ANY DAY NOW, my cellphone is going to ring. This is news only because it will chirp in my home here in Lincoln, Vt., where until a short time ago there was absolutely no cellphone coverage. Recently, however, Unicel expanded its reach into this small Green Mountain hamlet. I happen to have Verizon, and so it hasn’t affected me. But someday, I am quite sure, Verizon will extend its reach as well, and suddenly my cellphone will work from my house.

This is precisely what happened to a friend of mine who has Unicel. She was home in Lincoln and a few evenings ago, much to her surprise, she heard her cellphone ringing in her purse.

In most ways, I like the idea of my cellphone functioning here. After all, I work from my home. For years I have found important messages waiting for me on my cell, because people with whom I work in Boston or Los Angeles have used that line to reach me, not realizing that it might be days before I would get the message. (Some weeks I am better than others at remembering to call my cell from my land line to check for messages.)

But there is something about the arrival of cell coverage here that also makes me a tad wistful. Part of my village’s allure has always been its remoteness, the sense that we are an idiosyncratic island that is a little timeless, slightly eccentric, and vaguely inaccessible. We are a town of barely 1,000 people halfway up Vermont’s third highest mountain. When the Lincoln Gap is closed for the winter – which will be soon – there is only one entirely paved road into the center of town, furthering the sensation that we are a bit like Brigadoon.

And that lack of cell coverage only enhanced our feelings of seclusion and pride: It was one more thing that made us different and suggested that we were of especially hardy stock. I will never forget when Priscilla Presley and a film crew of 40 descended upon Lincoln one autumn to make a perfume commercial, and the cast and crew discovered much to their horror that their cellphones wouldn’t work. It was as if they had been dropped on a desert island without Botox and TiVo.

Moreover, the fact that our cellphones didn’t function here meant that sometimes we communicated through that great, rural intermediary: the old-fashioned cracker barrel.
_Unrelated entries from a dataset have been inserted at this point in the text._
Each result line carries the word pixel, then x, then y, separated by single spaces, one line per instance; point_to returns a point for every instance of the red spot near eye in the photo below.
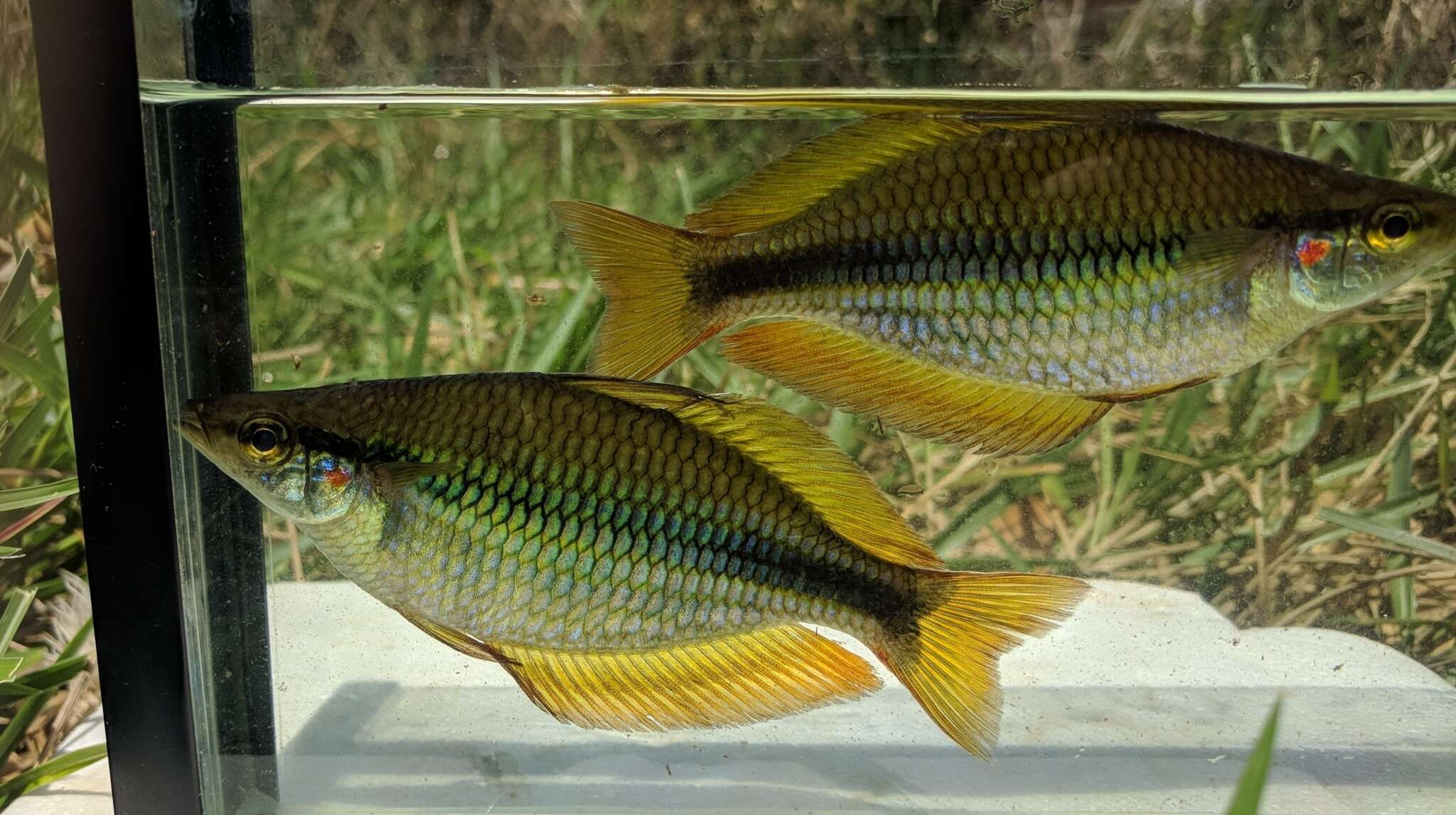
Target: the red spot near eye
pixel 1312 252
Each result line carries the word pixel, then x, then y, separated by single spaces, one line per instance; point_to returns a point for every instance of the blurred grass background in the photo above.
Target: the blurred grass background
pixel 47 667
pixel 393 245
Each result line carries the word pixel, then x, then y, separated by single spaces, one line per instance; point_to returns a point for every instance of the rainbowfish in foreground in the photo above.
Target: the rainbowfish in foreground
pixel 638 556
pixel 1001 284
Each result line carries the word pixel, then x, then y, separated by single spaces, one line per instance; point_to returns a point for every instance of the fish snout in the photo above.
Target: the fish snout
pixel 190 422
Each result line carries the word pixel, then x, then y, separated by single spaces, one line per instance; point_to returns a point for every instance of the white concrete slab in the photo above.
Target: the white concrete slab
pixel 1146 701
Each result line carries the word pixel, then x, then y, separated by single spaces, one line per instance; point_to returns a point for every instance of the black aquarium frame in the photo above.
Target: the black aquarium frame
pixel 105 243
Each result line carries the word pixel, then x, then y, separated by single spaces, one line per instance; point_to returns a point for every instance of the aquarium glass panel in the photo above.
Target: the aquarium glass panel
pixel 1200 380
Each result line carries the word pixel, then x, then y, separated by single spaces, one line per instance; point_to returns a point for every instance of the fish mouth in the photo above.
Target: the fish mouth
pixel 190 422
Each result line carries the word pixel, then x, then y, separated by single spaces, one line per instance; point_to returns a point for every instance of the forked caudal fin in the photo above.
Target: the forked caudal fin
pixel 948 660
pixel 643 270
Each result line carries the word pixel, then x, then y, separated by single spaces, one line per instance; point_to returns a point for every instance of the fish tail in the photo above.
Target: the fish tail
pixel 947 659
pixel 643 268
Without cell coverage, we often resorted to Vaneasa Stearns and the Lincoln General Store to get messages to one another. How else is the local septic-system cleaner going to reach the local excavator, when they are both working outdoors somewhere in town and there’s no cell coverage to connect them? How else are you going to find someone to milk your llama when suddenly you have to race out of state? The Lincoln General Store was command central in both emergencies.

The feeling is not unlike the solitude we experienced while traveling in an automobile a generation ago. There was a time when we were unreachable in our cars, and so instead of using our phones we were listening to the radio or books on audio. At night we were watching for moose by the light of the moon.

Soon that will change. The one spot where I am able to detach completely from my cellphone is in Lincoln. I am able to go cold turkey here and it is really rather easy because I haven’t a choice. Soon, however, I will be as reachable on my cell in these hills as I am in midtown Manhattan or on Newbury Street in Boston. Sure, I could turn my cellphone off. But I would know that it is capable of receiving calls and text messages, and I have the will power of a toddler in an ice cream shop when it comes to wireless communication.

The reality, plain and simple, is that the last bastion is crumbling.